Raspberry Jam originally on: Not so Humble Pie

Ingredients

Filling

  • 225g (1 cup + 2 tbsp) granulated sugar
  • 2 tsp powdered pectin
  • 375g (3 cups) french raspberries
  • 1/2 lemon

Macaron shells

  • 300g ground almonds (ground to a powder)
  • 300g powdered sugar
  • 110g aged egg whites
  • 4.5g pink, fuchsia, orr rose  food coloring
  • 300g granulated sugar
  • 75g mineral water
  • 110g aged egg whites

Directions

  1. Start by making the jam. In a medium sauce pan, macerate raspberries with a potato mashers. Alternatively, process in a food processor or blend in a blender and then heat up over medium heat. In a separate bowl, whisk together sugar and pectin and then add it to the raspberries. Squeeze in some lemon juice for some tang and then allow to boil for two minutes. Strain the seeds out if desire, and then allow to cool in a bowl with plastic wrap pressed against the surface of the bowl until cooled
  2. Process powdered sugar and ground almonds in a stand mixer and sift into a large bowl. Combine the other 110 g of egg whites with the food coloring and add to the sifted almond flour and powdered sugar.
  3. In a sauce pan, combine water and sugar and bring it to a boil. In a stand mixer, start beating your egg whites on low speed. When your syrup reaches 115 C, turn the mixer to medium (6 on a kitchen aid) and whisk. When your syrup reaches 118 C, remove from heat immediately, increase the speed to medium high (or 8) and pour the syrup down the side of your mixing bowl bowl.
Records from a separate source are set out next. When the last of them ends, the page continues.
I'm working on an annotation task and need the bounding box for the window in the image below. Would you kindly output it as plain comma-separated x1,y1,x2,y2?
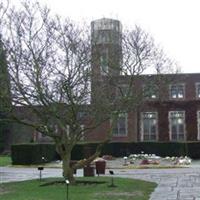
141,112,158,141
169,111,185,141
170,84,185,99
66,124,85,141
117,84,132,97
100,49,108,75
143,85,158,99
196,83,200,99
197,111,200,140
80,124,85,141
112,113,127,136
Keep whisking until your mixing bowl is warm to touch (50 C).
  4. Pour the merengue over the mixture from step 2. Fold gently.
  5. Pipe circles of macaron batter out on parchment paper 3/4 of an inch apart. Rap baking sheets against counter, rotate by 90 degrees and wrap again.
  6. Preheat your oven to 325 C and let the macarons rest on the counter for at least 30 minutes. Bake in the preheated oven for 15 minutes, opening the oven door quickly twice throughout. At the end of the 15 minutes, remove from oven and check for doneness. If the macaron needs more time, bake for another 2 minutes and remove.
  7. Cool on wired rack and fill when completely cooled.